Dose Modifications with Bispecifics

Dose Modifications with Bispecifics

Response-guided dosing strategies involve weekly light chain monitoring during initial therapy to detect early responses, which typically occur within 1-2 months. Dosing adjustments focus on interval extension rather than dose reduction, with more aggressive de-escalation than many colleagues practice. After step-up dosing, weekly administration continues until response is documented, then transitions to every-two-week dosing once partial response or better is achieved, followed by monthly dosing.

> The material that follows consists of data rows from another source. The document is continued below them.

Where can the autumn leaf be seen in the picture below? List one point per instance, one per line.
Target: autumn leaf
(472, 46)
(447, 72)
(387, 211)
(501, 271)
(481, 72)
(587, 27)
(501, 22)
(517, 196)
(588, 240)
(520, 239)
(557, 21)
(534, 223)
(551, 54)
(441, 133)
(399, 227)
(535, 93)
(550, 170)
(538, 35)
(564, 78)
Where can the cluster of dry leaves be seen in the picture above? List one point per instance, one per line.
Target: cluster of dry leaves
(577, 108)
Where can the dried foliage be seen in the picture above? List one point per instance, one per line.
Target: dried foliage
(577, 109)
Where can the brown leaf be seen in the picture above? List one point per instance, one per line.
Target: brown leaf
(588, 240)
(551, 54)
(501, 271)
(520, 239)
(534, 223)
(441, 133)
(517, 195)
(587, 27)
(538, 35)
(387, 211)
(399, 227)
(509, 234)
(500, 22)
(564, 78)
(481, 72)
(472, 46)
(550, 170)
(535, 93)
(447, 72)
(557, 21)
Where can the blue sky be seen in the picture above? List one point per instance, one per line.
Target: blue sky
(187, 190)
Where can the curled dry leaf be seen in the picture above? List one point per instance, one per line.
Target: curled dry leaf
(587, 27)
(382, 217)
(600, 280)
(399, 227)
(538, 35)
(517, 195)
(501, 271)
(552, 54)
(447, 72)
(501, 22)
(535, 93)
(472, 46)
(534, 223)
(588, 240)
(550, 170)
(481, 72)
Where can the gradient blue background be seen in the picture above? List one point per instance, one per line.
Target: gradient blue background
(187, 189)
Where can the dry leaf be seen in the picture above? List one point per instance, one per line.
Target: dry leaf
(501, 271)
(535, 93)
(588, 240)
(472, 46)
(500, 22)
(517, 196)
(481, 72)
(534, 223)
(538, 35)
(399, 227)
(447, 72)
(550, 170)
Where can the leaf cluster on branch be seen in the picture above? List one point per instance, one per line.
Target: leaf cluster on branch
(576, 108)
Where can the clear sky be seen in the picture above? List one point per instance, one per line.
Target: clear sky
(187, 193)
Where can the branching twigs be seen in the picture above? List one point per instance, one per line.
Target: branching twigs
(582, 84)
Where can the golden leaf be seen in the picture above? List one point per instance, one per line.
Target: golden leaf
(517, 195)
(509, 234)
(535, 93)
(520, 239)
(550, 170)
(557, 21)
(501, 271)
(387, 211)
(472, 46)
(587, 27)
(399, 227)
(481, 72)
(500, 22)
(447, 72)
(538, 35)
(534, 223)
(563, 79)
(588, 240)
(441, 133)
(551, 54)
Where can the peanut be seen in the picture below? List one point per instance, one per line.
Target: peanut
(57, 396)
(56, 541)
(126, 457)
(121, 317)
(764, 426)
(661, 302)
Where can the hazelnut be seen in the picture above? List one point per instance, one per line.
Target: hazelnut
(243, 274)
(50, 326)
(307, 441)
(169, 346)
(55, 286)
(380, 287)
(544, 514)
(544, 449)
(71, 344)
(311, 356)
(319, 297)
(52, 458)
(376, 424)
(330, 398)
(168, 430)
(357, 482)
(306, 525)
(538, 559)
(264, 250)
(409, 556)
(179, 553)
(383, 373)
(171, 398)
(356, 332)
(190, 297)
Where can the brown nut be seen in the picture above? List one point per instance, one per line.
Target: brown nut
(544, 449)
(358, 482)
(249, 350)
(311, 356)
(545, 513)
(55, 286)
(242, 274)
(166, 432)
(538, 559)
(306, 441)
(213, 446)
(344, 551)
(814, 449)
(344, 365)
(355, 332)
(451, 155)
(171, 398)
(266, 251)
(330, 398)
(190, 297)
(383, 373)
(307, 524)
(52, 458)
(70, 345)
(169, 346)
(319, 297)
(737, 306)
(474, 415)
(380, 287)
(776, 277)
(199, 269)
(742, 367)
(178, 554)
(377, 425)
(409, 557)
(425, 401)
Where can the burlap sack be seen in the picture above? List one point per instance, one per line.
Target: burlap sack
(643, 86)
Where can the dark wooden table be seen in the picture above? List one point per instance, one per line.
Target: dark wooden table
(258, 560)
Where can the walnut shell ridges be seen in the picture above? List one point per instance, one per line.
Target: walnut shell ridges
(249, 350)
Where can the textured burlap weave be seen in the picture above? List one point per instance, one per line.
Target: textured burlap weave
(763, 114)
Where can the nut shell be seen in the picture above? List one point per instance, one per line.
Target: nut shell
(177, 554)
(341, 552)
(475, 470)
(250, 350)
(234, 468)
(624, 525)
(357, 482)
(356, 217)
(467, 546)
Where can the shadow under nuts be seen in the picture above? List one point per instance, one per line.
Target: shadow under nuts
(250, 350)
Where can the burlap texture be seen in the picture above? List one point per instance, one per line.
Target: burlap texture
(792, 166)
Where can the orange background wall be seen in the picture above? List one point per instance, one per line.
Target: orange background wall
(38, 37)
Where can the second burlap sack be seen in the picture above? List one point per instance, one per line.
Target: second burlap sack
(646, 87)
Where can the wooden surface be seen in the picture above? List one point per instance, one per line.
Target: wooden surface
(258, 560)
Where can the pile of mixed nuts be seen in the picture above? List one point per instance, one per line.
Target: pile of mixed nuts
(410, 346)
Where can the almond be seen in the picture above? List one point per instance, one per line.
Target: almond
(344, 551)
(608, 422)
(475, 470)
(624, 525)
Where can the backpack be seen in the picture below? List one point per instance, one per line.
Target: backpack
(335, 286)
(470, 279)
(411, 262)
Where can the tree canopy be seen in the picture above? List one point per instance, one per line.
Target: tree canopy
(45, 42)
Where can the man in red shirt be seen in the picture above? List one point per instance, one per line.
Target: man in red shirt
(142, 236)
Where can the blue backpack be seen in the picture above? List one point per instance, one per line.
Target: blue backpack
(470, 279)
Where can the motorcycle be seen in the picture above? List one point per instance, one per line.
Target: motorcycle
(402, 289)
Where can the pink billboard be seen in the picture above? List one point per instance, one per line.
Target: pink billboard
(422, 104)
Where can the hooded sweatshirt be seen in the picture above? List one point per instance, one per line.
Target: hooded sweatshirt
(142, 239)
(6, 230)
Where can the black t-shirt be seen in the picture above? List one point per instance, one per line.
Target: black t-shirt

The long half-life of bispecific antibodies suggests current dosing schedules may exceed necessary exposure, and interval extension reduces infection risk substantially. Real-world data collection from institutional experience supports these dosing modifications. Some practitioners explore rapid de-escalation with step-up dosing followed by one weekly dose, assessing response, then moving responders to every-two-week intervals before transitioning to monthly maintenance.

Monthly dosing after achieving very good partial response or better represents a common practice modification supported by pharmacologic data showing sustained T-cell binding even with monthly administration. This approach balances maintaining efficacy while minimizing toxicity, particularly infection risk. The concept of fixed-duration therapy followed by drug holidays with retreatment at progression is emerging as a potential strategy to further reduce cumulative toxicity while maintaining long-term disease control.